On Tue, May 13, 2014 at 3:39 PM, Kevin Gorman <kgor...@gmail.com> wrote:

> David: I haven't seen anyone assert that the image in question isn't a
> violation of the principle of least astonishment.  I've seen several people
> suggest the image was acceptable for other reasons.  If you can articulate
> a reasonable (i.e., not full of snark and one that indicates you've read at
> least most of the ongoing discussion) argument that putting the image in
> question on Commons frontpage (and the frontpage of numerous other projects
> in the process,) is not a violation of the principle of least astonishment,
> I'd love to hear it.  Especially if you craft your argument to recognize
> the fact that the image was both displayed on projects that didn't speak
> any of the languages it was captioned in, and given that most Wikimedia
> viewers can't actually play our video formats.  I guess you could argue
> that the resolution only says that the board "supports" the POLA rather
> than requires it, but that's a rather weak argument for putting a grainy
> black and white stack of dead corpses linking to a video many can't play
> that's only captioned in a handful of langauges on the frontpage of a
> project that serves projects in 287 different languages.

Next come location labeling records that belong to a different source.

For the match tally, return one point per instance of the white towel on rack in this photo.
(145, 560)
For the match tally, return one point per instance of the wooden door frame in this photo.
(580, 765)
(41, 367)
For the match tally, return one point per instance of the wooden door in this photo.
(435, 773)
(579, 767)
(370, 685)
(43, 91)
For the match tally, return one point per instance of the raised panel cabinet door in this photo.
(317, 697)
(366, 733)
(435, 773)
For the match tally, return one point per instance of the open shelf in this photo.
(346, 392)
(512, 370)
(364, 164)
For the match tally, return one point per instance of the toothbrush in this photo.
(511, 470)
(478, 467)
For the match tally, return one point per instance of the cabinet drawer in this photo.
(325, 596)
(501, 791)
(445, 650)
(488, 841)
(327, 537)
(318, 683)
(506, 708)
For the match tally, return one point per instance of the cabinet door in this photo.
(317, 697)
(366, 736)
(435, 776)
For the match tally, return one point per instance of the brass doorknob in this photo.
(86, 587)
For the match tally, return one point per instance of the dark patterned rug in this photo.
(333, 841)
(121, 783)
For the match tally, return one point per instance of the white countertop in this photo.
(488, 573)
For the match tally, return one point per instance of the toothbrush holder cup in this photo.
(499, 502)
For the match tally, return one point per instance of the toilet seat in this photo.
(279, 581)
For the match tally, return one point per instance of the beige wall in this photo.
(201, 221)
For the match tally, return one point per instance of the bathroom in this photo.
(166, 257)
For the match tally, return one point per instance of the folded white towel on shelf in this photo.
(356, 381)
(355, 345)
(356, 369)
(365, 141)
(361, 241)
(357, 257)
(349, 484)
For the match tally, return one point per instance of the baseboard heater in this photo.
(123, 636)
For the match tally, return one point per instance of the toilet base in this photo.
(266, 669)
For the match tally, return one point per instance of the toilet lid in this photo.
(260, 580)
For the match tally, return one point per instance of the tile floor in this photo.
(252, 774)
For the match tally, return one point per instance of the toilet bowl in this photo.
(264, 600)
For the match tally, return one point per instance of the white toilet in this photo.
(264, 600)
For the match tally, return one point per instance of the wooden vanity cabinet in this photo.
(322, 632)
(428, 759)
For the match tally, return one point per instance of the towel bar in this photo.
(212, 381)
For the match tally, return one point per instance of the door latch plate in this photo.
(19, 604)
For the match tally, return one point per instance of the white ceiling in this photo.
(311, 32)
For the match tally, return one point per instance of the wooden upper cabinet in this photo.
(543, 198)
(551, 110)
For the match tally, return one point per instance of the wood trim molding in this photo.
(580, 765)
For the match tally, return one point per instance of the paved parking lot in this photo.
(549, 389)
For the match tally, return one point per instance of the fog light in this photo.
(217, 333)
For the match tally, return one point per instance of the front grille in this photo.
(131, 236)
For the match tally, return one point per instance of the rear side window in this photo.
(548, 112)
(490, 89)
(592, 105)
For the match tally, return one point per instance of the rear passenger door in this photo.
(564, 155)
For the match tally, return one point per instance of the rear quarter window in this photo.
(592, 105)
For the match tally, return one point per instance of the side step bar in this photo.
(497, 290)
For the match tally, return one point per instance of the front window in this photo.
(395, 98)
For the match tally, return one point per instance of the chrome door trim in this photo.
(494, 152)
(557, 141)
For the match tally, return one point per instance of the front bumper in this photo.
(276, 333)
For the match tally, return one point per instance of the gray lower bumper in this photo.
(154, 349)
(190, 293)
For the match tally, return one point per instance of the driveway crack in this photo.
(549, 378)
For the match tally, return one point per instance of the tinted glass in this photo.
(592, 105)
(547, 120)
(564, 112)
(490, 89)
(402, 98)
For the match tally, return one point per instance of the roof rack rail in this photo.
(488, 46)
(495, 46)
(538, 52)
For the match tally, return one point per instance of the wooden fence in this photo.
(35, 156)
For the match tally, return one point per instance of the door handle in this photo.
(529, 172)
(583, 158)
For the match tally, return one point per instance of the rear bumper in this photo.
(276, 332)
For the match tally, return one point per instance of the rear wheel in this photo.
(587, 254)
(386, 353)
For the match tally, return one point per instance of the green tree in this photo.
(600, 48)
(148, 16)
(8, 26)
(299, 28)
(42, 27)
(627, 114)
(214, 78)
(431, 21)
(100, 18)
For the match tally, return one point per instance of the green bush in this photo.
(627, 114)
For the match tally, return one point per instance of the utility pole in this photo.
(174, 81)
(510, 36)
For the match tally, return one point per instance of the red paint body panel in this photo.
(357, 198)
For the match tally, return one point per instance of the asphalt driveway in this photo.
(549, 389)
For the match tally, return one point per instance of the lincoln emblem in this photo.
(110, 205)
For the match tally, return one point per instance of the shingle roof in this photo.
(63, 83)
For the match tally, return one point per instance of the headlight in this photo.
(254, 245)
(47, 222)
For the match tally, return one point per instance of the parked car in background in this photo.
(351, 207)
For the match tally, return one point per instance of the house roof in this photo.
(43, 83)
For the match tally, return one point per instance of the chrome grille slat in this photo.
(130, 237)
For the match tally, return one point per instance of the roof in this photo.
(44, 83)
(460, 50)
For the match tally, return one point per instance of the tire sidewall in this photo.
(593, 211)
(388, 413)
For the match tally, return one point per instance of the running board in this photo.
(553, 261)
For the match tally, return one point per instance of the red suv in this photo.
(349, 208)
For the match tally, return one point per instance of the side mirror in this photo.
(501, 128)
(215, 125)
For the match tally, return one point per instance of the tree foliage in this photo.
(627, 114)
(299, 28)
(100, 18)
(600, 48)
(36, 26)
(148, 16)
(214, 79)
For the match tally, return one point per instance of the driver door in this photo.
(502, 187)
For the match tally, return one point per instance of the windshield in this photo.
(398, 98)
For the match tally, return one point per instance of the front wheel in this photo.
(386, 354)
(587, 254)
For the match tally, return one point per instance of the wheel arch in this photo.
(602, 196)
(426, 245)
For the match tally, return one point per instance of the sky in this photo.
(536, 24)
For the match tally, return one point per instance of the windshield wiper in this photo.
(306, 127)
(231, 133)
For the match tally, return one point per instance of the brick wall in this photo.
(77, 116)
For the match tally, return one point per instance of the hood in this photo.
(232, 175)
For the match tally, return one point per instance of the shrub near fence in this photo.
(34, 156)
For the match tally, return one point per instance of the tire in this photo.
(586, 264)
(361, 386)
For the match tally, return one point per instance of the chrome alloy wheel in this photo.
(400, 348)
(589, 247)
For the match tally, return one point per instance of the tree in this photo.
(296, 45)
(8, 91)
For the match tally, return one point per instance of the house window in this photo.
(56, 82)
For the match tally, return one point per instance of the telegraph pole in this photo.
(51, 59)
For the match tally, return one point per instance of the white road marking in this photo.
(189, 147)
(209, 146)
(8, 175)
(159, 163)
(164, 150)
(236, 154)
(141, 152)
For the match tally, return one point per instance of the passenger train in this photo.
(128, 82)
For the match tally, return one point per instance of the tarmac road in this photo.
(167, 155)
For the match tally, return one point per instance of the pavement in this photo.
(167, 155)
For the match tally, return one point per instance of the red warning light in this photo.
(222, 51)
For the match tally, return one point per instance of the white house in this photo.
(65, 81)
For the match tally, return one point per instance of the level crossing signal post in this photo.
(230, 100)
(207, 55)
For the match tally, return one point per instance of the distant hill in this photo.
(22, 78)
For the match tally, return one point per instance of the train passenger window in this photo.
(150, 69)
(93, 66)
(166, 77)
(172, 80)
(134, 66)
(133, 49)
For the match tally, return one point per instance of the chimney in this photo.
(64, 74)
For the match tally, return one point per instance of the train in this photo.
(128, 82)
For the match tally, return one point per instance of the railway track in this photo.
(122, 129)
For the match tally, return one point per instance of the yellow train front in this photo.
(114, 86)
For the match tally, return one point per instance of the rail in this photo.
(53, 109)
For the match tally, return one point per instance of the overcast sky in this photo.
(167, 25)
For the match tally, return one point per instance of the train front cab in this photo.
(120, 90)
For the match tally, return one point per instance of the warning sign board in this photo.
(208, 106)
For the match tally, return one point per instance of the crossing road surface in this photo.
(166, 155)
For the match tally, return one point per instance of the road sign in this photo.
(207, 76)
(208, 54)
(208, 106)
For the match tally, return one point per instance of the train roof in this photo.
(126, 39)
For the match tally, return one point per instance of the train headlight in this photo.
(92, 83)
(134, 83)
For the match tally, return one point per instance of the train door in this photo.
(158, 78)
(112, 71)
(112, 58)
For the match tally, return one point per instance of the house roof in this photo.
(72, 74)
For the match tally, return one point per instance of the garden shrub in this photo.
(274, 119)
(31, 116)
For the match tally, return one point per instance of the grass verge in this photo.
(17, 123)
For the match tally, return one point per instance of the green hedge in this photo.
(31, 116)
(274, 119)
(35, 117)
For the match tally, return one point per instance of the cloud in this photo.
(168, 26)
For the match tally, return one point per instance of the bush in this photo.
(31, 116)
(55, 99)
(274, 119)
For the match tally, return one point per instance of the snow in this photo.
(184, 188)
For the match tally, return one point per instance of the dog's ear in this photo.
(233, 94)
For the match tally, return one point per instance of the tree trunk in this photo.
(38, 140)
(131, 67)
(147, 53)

I think David was reacting to your bold assertion that the next time you
determine Commons has violated a Board resolution, drastic action would be
taken. This suggests some certainty on your part that the Board and
stewards agree with your judgment. I haven't seen evidence of that. You can
certainly advocate that action be taken, but dire warnings of certain
consequences seem a bit beyond your authority to issue.